After the Second World War, the German Trade Union Federation often used May 1 as the kick-off date for campaigns to improve working conditions. In the mid-1950s, for example, the unions wanted employers to agree to a five-day work-week. After a long struggle, they succeeded. The campaign slogan remains unforgettable: "Saturdays, Daddy belongs to me!"
But Germany's trade union movement has rarely come up with such striking slogans for the international Day of Labor. Can anyone still remember the motto for May Day the year after the Berlin Wall came down? "Sharing connects," it said. That one was a both a puzzler and eminently forgettable.
This year, the German Trade Union Federation's May Day slogan is: "We shape the future of work!"
Alas, that sounds like whistling in the dark - defiant, but with overtones of a pipe dream. It sounds like a forlorn invocation aimed at bringing something back that has long since slipped out of reach.
Waning clout
The reality is that unions are suffering the same sort of fate as Christian churches and sports clubs: Dwindling, graying memberships, with a lot of men and too few women. Trade unionists complain that the Day of Labor is increasingly being used just to chill out in the beer garden, rather than to attend demonstrations for improving the condition of workers.
The reasons are clear enough. First, German trade unions have had declining memberships for almost a quarter of a century, which was accompanied by an apparent loss of relevance and power. Second, German trade unions, under pressure from globalization, have spent the past decade fighting to preserve jobs, rather than for wage increases.

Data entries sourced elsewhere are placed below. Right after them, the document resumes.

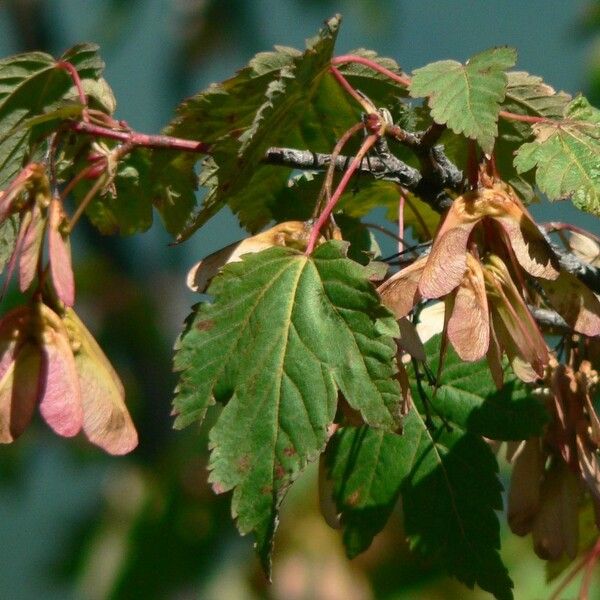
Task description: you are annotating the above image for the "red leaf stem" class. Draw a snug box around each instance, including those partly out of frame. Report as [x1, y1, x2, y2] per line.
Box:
[70, 121, 211, 153]
[331, 54, 412, 88]
[498, 110, 552, 125]
[55, 61, 89, 122]
[329, 66, 374, 112]
[305, 133, 379, 255]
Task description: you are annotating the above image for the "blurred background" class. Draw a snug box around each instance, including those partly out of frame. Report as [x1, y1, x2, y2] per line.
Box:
[0, 1, 599, 598]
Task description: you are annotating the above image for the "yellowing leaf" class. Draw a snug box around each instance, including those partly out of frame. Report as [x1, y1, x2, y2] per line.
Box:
[186, 221, 311, 293]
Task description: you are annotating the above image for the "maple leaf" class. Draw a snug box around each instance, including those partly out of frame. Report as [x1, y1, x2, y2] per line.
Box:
[514, 96, 600, 213]
[409, 47, 517, 153]
[173, 241, 401, 572]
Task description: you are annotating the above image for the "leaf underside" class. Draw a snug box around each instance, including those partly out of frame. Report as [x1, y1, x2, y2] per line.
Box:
[514, 96, 600, 214]
[154, 15, 409, 239]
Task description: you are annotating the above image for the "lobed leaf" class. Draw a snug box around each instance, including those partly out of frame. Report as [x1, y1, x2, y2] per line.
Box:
[513, 96, 600, 214]
[412, 335, 548, 440]
[173, 240, 400, 572]
[402, 412, 514, 600]
[324, 411, 421, 557]
[0, 44, 105, 188]
[154, 16, 408, 239]
[496, 71, 571, 201]
[409, 47, 517, 153]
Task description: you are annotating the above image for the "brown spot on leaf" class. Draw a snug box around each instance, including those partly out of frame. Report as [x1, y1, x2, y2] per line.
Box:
[347, 489, 361, 507]
[195, 319, 214, 332]
[283, 446, 296, 457]
[275, 463, 285, 480]
[212, 482, 225, 494]
[237, 455, 250, 473]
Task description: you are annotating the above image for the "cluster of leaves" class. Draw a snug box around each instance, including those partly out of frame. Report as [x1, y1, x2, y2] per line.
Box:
[1, 13, 600, 600]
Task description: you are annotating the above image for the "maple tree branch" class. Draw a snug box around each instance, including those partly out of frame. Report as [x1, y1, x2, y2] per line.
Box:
[264, 141, 461, 213]
[527, 306, 570, 332]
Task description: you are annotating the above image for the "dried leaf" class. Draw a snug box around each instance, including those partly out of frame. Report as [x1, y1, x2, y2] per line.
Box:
[378, 256, 426, 318]
[508, 438, 543, 535]
[539, 270, 600, 336]
[531, 463, 580, 560]
[187, 221, 310, 292]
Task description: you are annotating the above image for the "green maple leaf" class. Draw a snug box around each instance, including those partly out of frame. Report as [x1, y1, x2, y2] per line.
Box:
[0, 44, 106, 187]
[153, 16, 408, 239]
[173, 241, 401, 571]
[324, 414, 421, 558]
[514, 96, 600, 214]
[409, 47, 517, 153]
[403, 414, 513, 600]
[325, 334, 546, 597]
[417, 335, 548, 440]
[325, 408, 513, 599]
[496, 71, 571, 201]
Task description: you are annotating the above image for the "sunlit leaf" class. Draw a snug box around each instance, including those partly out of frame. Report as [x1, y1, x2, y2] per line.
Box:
[154, 17, 408, 239]
[0, 44, 105, 188]
[496, 71, 571, 201]
[514, 96, 600, 213]
[409, 47, 517, 153]
[173, 240, 400, 571]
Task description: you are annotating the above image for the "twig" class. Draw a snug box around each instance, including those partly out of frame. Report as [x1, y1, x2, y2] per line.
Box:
[363, 221, 409, 246]
[70, 121, 211, 153]
[265, 145, 422, 188]
[526, 306, 570, 332]
[543, 221, 600, 247]
[67, 175, 106, 232]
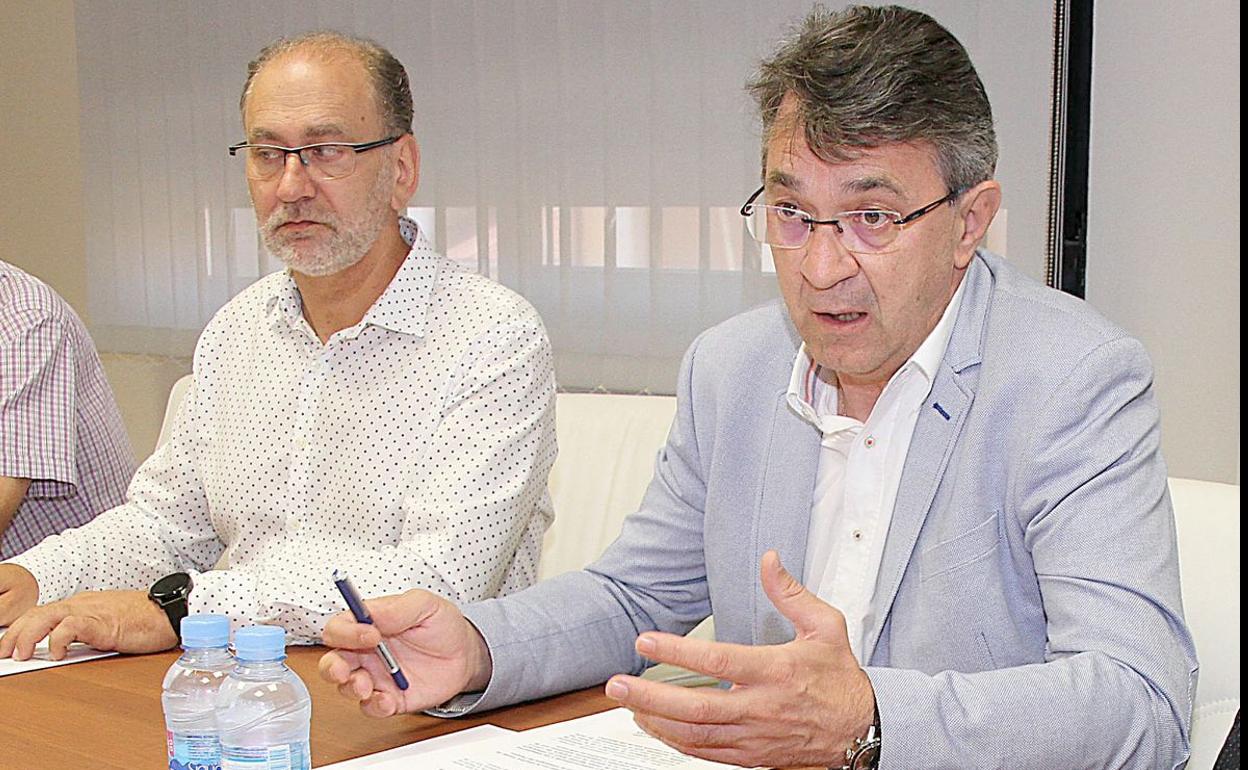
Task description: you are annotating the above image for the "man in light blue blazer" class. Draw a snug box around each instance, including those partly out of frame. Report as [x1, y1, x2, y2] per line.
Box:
[320, 6, 1197, 769]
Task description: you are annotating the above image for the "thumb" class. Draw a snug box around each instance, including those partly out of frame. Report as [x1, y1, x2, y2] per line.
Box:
[760, 550, 850, 644]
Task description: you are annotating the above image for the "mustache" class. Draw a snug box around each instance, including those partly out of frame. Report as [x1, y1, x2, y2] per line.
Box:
[263, 206, 337, 233]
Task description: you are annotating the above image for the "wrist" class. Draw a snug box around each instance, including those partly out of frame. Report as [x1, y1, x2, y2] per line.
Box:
[464, 621, 494, 693]
[841, 674, 881, 770]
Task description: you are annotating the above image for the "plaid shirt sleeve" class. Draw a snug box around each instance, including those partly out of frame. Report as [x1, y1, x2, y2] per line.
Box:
[0, 305, 77, 496]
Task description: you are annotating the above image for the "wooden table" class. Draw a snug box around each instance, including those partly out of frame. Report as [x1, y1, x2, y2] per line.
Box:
[0, 646, 617, 769]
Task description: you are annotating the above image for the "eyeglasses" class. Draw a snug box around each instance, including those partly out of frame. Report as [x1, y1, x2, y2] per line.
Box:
[739, 185, 963, 254]
[227, 136, 401, 181]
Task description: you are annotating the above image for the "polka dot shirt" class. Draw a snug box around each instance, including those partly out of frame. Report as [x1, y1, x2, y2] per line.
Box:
[10, 219, 557, 643]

The modesty of German wage settlements since 2000 would perhaps have been even better suited to various other eurozone economies, whose rapid wage-level increases led them to lose competitiveness. As it was, over the course of a decade, Germany's economy went from being "the sick man of Europe" to the continent's undisputed economic locomotive, with booming exports and relatively low unemployment.
That was good, that was the right thing to do, at least from a German point-of-view. It lowered unit labor costs, as economists say, and that has made Germany more competitive than its neighbors.

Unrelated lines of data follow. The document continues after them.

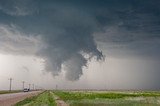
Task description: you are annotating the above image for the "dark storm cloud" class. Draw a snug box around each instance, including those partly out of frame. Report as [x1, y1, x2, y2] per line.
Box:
[0, 0, 104, 80]
[0, 0, 37, 16]
[92, 0, 160, 58]
[0, 0, 160, 80]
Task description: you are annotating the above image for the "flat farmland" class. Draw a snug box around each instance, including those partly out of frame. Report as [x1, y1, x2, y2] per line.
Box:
[53, 90, 160, 106]
[14, 91, 56, 106]
[13, 90, 160, 106]
[0, 90, 21, 94]
[0, 91, 42, 106]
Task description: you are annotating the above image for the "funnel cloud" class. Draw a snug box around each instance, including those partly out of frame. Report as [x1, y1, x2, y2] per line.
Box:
[0, 0, 160, 83]
[0, 0, 104, 80]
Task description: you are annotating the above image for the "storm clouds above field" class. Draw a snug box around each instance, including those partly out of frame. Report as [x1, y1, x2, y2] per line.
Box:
[0, 0, 160, 89]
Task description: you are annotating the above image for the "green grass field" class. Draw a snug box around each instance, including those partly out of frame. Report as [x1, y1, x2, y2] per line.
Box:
[0, 90, 21, 94]
[13, 90, 160, 106]
[15, 91, 56, 106]
[53, 91, 160, 106]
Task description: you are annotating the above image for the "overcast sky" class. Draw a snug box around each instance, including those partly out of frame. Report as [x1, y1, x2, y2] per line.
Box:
[0, 0, 160, 90]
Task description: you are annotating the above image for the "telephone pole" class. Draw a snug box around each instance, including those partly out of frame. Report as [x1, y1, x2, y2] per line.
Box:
[29, 84, 31, 89]
[56, 85, 58, 90]
[22, 81, 25, 90]
[32, 84, 34, 90]
[9, 78, 13, 91]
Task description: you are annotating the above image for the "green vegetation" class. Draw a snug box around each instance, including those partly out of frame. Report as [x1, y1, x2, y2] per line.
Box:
[15, 91, 56, 106]
[53, 91, 160, 106]
[0, 90, 21, 94]
[53, 91, 160, 100]
[13, 90, 160, 106]
[14, 94, 38, 106]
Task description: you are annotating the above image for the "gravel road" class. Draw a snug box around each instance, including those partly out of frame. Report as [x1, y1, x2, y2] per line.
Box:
[0, 91, 42, 106]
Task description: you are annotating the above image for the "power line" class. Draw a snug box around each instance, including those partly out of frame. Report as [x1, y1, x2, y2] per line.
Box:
[0, 75, 43, 91]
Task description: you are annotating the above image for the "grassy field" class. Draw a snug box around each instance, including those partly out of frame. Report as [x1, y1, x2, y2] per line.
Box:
[0, 90, 21, 94]
[15, 91, 56, 106]
[13, 90, 160, 106]
[53, 91, 160, 106]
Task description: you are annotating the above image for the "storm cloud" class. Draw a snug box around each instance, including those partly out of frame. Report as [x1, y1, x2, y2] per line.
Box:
[0, 0, 104, 80]
[0, 0, 160, 81]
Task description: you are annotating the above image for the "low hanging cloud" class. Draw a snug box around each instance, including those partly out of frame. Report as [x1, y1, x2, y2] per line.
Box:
[0, 0, 160, 80]
[0, 1, 104, 81]
[0, 22, 103, 80]
[0, 24, 41, 55]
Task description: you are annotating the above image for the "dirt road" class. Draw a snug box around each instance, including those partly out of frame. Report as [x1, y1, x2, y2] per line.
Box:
[51, 92, 69, 106]
[0, 91, 42, 106]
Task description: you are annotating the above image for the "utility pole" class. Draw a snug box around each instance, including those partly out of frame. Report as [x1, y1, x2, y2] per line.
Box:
[22, 81, 25, 90]
[29, 84, 31, 89]
[56, 85, 58, 90]
[35, 85, 36, 90]
[32, 84, 34, 90]
[9, 78, 13, 91]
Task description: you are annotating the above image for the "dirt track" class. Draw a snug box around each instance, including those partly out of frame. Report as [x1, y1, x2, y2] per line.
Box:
[52, 92, 69, 106]
[0, 91, 42, 106]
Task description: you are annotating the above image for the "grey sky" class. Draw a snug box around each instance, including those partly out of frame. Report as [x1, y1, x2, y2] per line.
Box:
[0, 0, 160, 90]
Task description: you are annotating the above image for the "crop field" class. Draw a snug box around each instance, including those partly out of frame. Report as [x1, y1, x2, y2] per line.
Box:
[13, 90, 160, 106]
[15, 91, 56, 106]
[0, 90, 21, 94]
[53, 91, 160, 106]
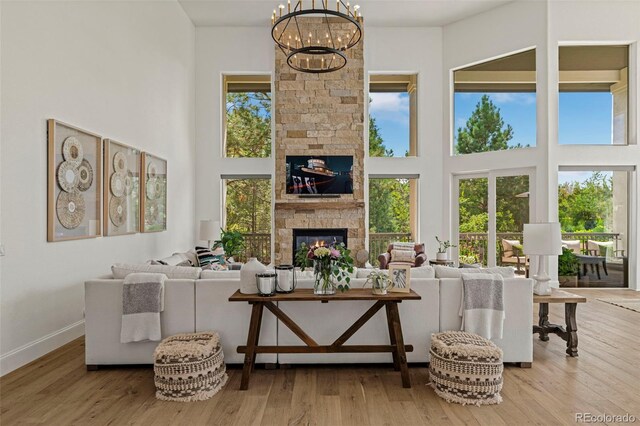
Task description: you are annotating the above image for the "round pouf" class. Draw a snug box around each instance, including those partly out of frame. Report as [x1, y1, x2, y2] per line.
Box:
[153, 332, 228, 402]
[429, 331, 503, 406]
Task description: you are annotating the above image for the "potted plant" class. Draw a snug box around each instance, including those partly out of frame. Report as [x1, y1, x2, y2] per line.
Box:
[435, 237, 456, 261]
[363, 270, 392, 295]
[300, 243, 354, 295]
[214, 229, 246, 262]
[558, 247, 579, 287]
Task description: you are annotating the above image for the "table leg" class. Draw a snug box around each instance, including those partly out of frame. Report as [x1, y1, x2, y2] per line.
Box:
[538, 303, 550, 341]
[385, 303, 400, 371]
[565, 303, 579, 357]
[388, 302, 411, 388]
[240, 303, 264, 390]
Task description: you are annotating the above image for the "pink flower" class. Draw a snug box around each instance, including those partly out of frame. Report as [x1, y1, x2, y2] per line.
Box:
[330, 248, 340, 258]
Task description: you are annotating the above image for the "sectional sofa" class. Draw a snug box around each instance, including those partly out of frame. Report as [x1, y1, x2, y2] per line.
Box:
[84, 265, 533, 368]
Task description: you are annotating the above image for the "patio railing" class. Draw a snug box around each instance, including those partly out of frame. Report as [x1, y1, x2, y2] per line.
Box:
[239, 233, 271, 264]
[459, 232, 623, 265]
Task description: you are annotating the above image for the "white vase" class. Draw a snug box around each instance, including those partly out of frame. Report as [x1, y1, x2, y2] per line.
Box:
[436, 252, 447, 261]
[240, 258, 266, 294]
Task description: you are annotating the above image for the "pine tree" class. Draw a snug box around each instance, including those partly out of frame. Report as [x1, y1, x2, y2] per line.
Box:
[456, 95, 514, 154]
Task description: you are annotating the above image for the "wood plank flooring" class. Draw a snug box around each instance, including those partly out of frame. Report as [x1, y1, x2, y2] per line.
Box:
[2, 289, 640, 425]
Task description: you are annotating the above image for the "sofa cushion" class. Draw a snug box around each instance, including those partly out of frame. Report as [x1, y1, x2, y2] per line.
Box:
[434, 265, 515, 279]
[112, 263, 202, 280]
[411, 265, 435, 278]
[200, 270, 241, 280]
[356, 268, 382, 279]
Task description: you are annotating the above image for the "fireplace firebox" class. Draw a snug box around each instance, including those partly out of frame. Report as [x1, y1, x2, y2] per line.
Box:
[292, 228, 348, 262]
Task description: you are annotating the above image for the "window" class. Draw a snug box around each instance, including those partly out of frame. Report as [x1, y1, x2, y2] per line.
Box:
[223, 177, 272, 263]
[453, 49, 536, 154]
[558, 169, 630, 288]
[224, 75, 271, 157]
[559, 45, 629, 145]
[369, 75, 417, 157]
[368, 177, 418, 265]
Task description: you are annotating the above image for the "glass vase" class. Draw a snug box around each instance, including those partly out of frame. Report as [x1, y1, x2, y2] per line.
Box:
[313, 259, 336, 295]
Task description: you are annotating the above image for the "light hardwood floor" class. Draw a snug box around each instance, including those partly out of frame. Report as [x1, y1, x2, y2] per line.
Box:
[2, 289, 639, 425]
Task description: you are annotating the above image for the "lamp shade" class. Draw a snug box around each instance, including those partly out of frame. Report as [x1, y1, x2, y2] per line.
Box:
[523, 223, 562, 255]
[199, 220, 220, 242]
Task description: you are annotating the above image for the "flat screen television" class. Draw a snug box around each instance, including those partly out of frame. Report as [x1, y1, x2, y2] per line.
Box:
[286, 156, 353, 195]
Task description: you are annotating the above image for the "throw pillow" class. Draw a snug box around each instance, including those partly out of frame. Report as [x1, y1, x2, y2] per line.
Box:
[195, 246, 226, 268]
[391, 249, 416, 263]
[393, 242, 415, 251]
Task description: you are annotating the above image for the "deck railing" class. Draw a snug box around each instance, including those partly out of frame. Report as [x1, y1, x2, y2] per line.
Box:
[239, 233, 271, 264]
[459, 232, 623, 265]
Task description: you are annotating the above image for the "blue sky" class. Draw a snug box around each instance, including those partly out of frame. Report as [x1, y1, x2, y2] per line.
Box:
[370, 91, 615, 155]
[369, 92, 410, 156]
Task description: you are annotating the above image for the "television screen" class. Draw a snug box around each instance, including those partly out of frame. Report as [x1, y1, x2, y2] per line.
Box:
[286, 156, 353, 195]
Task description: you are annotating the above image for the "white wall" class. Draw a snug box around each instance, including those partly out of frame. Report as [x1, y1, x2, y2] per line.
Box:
[0, 1, 196, 375]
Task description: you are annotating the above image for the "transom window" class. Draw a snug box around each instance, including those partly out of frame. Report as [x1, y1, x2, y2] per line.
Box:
[453, 49, 537, 155]
[224, 75, 272, 158]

However, it's not the unions who are "Shaping the Future of Work." Instead, the future of work in developed industrial nations such as Germany and Japan is being shaped by the demographic trends of an aging society.
The future of work is also being shaped by engineers and IT specialists who are working on the production systems of the future, under the headline "Industry 4.0."
Still needed
Studies from Oxford University researchers predict that in 20 years, every second job will be affected by the automation and digitization. It won't just be classic production-line jobs that are affected, but also professional white-collar occupations.
This prospect triggers fears: Are we running out of work? Is my job safe?
My guess is that the trade unions will play a rather conservative role in coming years. They'll try to preserve old roles, rights, and arrangements - but they won't shape the future of work. At best, they'll co-shape it to some extent.
But that doesn't mean their role won't be important. Wherever technical progress disrupts the classic world of work, wherever an end to the normal rhythms of working life is predicted, wherever freelancers replace full-time staff and a permanent state of occupational nomadism looks like the emerging norm - wherever these things seem to be taking shape on the economic and technological horizon, it can never hurt for strong unions to have a say in what happens. Now, and in future, it's the union that makes us strong.